Sermon for the Patronal Feast of the Assumption 2017 in the presence of Bishop Frank Caggiano
by Father Richard Gennaro Cipolla
It is a wonderful thing to see so many of the faithful members and friends of this parish church dedicated to the Mother of God, Mary most holy, here for this celebration of our patronal festival. We come here as a community to celebrate our patronal festival of the Assumption of the Blessed Virgin Mary. This feast, like every feast of the Virgin Mary, makes all things real. Her Assumption into heaven body and soul gives us hope, a sure hope, that with faith in her Son as our Savior and in his bodily resurrection, we too, after our death, will be with Our Lady and all the Saints in our totality, body and soul forever. And we are celebrating our patronal feast in the presence of our Bishop who is the spiritual head of this parish community as he is the spiritual head of all parish communities in the diocese of Bridgeport.

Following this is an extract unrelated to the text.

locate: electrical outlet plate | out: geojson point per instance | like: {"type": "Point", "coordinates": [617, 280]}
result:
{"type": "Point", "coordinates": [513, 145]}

One of the seminal events in my life that led me to the Catholic Church was while struggling through the Greek of St. Ignatius of Antioch in the Bodleian library in Oxford, reading his letter to the Romans, I became intensely aware of the role of the bishop in the early Church in the person of St. Ignatius, on his way to martyrdom in Rome: where the bishop is, there is Jesus Christ and his Church. And Ignatius said this not because he was imitating his Lord and Savior by martyrdom in Rome. Or I should say, not merely because of this. It is the very office of the bishop that is the bearer of the living presence of Christ in His Church. The bishop, the overseer, is the successor the apostles, and this not merely in a list of names, although the list is vitally important. The bishop is part of and the bearer of the Tradition of the Church with a capital T. It is not merely that the bishop personifies Jesus Christ for his flock, for this personification is not merely functional, but is by virtue of his ordination, his place in the ordo from the apostles makes him the embodiment of the Tradition of the Catholic Church founded by Christ and the re-presentation of Jesus Christ to his flock.

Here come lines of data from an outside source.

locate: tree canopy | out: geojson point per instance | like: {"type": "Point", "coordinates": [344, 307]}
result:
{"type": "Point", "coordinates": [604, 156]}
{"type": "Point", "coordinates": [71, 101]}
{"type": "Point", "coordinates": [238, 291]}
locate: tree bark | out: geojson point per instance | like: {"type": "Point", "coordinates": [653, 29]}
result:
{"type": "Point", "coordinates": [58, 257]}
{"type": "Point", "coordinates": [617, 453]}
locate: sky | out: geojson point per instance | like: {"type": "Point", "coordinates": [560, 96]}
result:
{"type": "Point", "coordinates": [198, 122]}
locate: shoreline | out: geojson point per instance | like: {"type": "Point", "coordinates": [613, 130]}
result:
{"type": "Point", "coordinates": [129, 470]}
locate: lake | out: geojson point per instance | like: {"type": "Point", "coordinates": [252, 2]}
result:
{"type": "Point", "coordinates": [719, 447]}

This understanding of the bishop in the Church is quite different from the modern conception of the bishop as the CEO of a very old and large corporation. The sacramentality of the bishop among his flock has been severely eroded in the past century. This has had serious consequences for the life of the Church, for if the living symbol of the Tradition of the Church is now seen in purely functional terms, then the Tradition itself is in danger of being obscured to the point of being lost for all practical purposes. Most Catholics today have little understanding of what the Catholic Tradition is. They do not know that Tradition precedes Scripture and includes Scripture. Tradition begins with the Apostles and what they taught based on what they saw and heard and experienced as the chosen disciples of Jesus Christ. The Catholic Church has always understood that while the Scriptures are fundamental to the Christian faith, they cannot be isolated from the Tradition that bore them and made them the living Word of God by situating them in the living teaching of the Church throughout two millennia.

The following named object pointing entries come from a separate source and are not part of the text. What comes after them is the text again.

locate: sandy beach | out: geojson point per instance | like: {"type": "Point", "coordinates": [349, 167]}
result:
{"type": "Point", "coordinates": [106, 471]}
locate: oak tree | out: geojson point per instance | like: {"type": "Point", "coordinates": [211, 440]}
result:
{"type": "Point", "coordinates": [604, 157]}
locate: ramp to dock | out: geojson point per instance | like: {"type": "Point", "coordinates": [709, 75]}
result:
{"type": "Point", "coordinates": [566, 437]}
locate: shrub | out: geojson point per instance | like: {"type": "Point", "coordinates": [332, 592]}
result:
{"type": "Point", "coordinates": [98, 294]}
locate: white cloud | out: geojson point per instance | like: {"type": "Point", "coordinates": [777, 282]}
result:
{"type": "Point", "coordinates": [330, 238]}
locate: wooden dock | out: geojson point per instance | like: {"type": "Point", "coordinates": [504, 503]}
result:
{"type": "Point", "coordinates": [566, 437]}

What has happened, especially in the last fifty years, is a forgetting of Catholic Tradition by Catholics both clerical and lay. When this happened, then everything is up for grabs, the clergy try to invent new ways of doing things that often mimic the post-Christian culture that surrounds us, and the people also look to the culture that surrounds them to make sense of their faith. I am always somewhat amused at the attempt to bring back young people to the Church by what I remember in my Protestant youth as pumping them full of Jesus, complete with exhortations and music that is designed to bring on an emotional high, all this in the hope of establishing a relationship with the person of Jesus Christ that is real and lasting.
But it is impossible to have this real and lasting relationship to Jesus Christ without living within the Tradition of the Church, the living Tradition that is empowered by the Holy Spirit in every age. But the Tradition is never general: it is specific and concrete in terms of doctrine, in terms of what it means to live a Catholic life, in terms of sacred art and sacred music, in terms of relationship to the world. To ask a young man or woman to understand what the Catholic faith is and how it is lived without placing him or herself within the Tradition is like asking someone to sing a song without knowing what music is.
Priests ask me how we are able to get so many altar servers who serve on a regular basis. I answer quite simply: because once they see and hear for themselves the Tradition, as embodied in the Holy Sacrifice of the Mass, then they want to be part of this and it becomes the way they look at their lives and their relationship to the world around them. Catholic Tradition is deeply and wonderfully attractive to young people, but only if they see it, hear it, experience it for themselves. And there is no better place to experience it than in the Traditional Roman Mass celebrated in solemn form, where time and space open up to eternity itself and where gesture and music and glance and bow and sound and smell all point to the real presence of Mary, the Saints, those we have loved and see no more, and above all the Real Presence of Jesus Christ himself.
Bishop Frank: we are blessed to have you with us on this special day in this special parish of St. Mary’s. You are Christ among us today in a real way. And our love for Christ spills over into our love for you. May you always remember who you are in the deepest sense and may you have the courage to bring Holy Tradition to all of your flock so that they may know and love more deeply our Lord and Savior Jesus Christ.